読み方 : しようくどうかいはつ
仕様駆動開発【SDD】Speci-Driven Development
概要
仕様駆動開発とは、システムの振る舞いや要件を「仕様」として詳細かつ明確に定義し、その仕様を基準に設計・実装・検証を進める開発手法。仕様が開発工程全体の判断基準となる。

この手法では、まず機能要件や非機能要件を文書や仕様として記述し、入力と出力、前提条件、例外処理などを明確にする。仕様は自然言語による記述に留まらず、Z記法やVDM(Vienna Development Method)などの「形式的仕様記述言語」と呼ばれるプログラム処理可能な言語で書かれた「形式仕様」として記述することが多い。

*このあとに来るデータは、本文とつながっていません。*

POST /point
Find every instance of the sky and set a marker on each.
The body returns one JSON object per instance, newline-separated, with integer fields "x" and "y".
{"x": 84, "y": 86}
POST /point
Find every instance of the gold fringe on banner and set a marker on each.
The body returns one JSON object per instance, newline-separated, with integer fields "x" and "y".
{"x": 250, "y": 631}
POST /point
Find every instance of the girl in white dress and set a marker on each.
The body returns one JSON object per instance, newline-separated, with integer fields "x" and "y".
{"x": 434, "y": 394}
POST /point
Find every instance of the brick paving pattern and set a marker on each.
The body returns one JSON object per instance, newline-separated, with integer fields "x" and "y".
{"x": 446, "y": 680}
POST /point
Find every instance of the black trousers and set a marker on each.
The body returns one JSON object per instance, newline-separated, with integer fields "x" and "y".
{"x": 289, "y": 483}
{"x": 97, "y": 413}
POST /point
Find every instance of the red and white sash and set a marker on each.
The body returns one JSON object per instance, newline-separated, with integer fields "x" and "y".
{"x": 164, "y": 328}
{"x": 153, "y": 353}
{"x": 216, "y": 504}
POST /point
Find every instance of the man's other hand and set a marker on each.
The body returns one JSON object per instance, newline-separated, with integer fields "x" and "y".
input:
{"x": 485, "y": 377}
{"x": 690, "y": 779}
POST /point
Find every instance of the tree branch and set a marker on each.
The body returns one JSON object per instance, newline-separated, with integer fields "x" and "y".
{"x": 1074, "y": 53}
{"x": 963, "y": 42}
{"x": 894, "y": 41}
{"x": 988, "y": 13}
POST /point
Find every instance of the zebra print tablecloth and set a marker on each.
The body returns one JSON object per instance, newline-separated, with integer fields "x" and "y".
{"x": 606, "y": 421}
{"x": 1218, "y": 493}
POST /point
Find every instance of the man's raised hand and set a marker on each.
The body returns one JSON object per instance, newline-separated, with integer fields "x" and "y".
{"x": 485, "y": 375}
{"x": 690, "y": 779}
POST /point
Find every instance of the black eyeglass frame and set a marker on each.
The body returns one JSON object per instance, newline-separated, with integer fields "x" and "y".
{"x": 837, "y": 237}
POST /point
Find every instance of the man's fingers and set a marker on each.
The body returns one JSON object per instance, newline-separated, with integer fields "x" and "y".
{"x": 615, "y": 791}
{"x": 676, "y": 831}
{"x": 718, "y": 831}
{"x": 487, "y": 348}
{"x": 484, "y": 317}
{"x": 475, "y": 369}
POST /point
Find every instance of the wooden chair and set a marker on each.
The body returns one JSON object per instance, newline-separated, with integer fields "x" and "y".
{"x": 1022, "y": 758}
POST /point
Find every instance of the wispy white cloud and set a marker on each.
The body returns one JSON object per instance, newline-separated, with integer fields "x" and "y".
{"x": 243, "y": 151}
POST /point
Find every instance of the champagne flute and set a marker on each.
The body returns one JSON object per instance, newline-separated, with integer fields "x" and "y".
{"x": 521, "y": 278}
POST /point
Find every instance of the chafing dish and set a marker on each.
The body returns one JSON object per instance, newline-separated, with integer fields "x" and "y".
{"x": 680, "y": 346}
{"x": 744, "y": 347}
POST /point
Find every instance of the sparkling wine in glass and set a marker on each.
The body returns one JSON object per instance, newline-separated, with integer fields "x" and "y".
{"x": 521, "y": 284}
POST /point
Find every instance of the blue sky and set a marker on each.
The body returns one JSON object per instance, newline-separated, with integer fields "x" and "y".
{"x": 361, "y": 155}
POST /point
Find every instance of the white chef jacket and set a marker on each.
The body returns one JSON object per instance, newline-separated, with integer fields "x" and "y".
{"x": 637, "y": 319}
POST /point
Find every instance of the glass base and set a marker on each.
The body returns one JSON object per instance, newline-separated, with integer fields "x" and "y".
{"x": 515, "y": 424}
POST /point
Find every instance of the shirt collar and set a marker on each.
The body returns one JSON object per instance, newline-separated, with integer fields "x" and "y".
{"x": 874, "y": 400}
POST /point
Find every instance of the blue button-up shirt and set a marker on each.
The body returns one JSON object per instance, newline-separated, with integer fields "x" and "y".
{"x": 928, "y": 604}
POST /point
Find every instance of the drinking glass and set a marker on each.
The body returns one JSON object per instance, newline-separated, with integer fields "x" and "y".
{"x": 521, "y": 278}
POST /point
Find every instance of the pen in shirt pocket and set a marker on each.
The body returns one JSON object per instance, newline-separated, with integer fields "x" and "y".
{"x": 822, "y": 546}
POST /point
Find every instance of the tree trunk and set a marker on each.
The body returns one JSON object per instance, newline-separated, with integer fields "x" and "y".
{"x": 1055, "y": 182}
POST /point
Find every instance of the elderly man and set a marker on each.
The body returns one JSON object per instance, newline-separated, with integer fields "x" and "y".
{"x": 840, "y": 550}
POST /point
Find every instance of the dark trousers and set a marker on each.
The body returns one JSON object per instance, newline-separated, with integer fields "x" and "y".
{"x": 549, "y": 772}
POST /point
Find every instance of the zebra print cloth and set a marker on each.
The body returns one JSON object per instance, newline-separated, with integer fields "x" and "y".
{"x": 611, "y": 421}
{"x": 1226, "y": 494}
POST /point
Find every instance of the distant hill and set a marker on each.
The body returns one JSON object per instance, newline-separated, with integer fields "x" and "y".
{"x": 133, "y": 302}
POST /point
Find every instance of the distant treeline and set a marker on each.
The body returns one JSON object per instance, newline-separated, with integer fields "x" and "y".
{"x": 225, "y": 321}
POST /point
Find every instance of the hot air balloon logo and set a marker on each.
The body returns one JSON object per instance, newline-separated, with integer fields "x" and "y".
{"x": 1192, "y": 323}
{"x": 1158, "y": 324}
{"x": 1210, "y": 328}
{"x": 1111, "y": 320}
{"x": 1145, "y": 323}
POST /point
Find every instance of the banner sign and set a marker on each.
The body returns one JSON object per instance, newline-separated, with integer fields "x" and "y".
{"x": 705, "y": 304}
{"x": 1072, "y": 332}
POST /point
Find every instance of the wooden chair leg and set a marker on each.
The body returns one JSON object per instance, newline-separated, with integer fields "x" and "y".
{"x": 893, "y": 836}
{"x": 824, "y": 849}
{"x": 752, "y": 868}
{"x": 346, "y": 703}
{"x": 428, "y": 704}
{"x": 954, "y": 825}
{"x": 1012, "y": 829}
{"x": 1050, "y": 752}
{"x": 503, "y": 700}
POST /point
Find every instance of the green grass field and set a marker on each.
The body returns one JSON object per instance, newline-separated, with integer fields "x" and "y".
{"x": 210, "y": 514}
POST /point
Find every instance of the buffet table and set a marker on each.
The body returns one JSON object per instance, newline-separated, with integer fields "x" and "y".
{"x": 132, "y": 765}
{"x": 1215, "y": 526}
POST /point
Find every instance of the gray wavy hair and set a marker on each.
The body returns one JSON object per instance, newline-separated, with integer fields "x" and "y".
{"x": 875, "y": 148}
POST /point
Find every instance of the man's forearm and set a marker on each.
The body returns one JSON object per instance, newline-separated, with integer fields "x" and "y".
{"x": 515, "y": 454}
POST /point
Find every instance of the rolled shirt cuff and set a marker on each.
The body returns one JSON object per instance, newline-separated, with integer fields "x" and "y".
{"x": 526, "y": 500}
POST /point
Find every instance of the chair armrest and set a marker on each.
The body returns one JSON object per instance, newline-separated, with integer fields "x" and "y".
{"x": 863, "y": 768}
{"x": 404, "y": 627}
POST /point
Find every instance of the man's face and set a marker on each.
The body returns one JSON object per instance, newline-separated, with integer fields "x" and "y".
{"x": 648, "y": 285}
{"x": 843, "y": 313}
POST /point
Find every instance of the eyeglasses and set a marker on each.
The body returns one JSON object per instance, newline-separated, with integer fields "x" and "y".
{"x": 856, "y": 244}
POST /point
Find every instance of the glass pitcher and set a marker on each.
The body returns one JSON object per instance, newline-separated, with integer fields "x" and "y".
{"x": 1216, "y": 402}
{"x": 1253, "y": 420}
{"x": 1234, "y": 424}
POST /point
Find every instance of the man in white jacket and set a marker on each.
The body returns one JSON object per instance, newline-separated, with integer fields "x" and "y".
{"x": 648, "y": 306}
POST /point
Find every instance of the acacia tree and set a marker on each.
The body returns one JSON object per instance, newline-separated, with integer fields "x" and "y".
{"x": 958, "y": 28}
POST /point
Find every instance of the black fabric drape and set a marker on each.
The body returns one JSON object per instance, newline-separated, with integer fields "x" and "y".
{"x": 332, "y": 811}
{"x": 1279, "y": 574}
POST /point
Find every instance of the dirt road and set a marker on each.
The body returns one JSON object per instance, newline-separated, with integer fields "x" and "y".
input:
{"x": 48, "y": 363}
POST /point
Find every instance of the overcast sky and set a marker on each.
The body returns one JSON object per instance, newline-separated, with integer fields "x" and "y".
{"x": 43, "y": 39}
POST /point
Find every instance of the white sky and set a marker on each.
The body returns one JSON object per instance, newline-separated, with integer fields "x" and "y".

仕様が曖昧さなく定義されることで、開発者やテスター、利害関係者(ステークホルダー)などの間で共通の理解基盤が形成される。仕様を機械可読な形式で記述することで、仕様からコードの雛形やテストケースを自動生成するツールと組み合わせることができるようになり、実装やテストの効率化や、仕様と実装の乖離を防ぐ効果が期待される。
設計段階では、仕様に基づいてモジュール構成やデータ構造が定められ、実装はその記述に従って行われる。開発者はコードの振る舞いが仕様と一致するかを常に確認する。検証工程では、仕様を基準としてテストケースが作成される。各テストは仕様に記述された条件や期待結果に基づいて設計され、実装が仕様どおりに動作するかを確認する。
形式仕様を用いる場合には、数理的な手法により整合性や完全性を検証することも行われる。仕様と実装の差異が見つかった場合は、いずれかを修正して一致させる。航空や鉄道、医療など高い信頼性が求められるクリティカルなシステムでは形式仕様による厳密な検証が特に重視される。ただし、形式仕様の作成や維持には通常の手法より大きなコストがかかり、要求の変化が頻繁なプロジェクトにはあまり向いていない。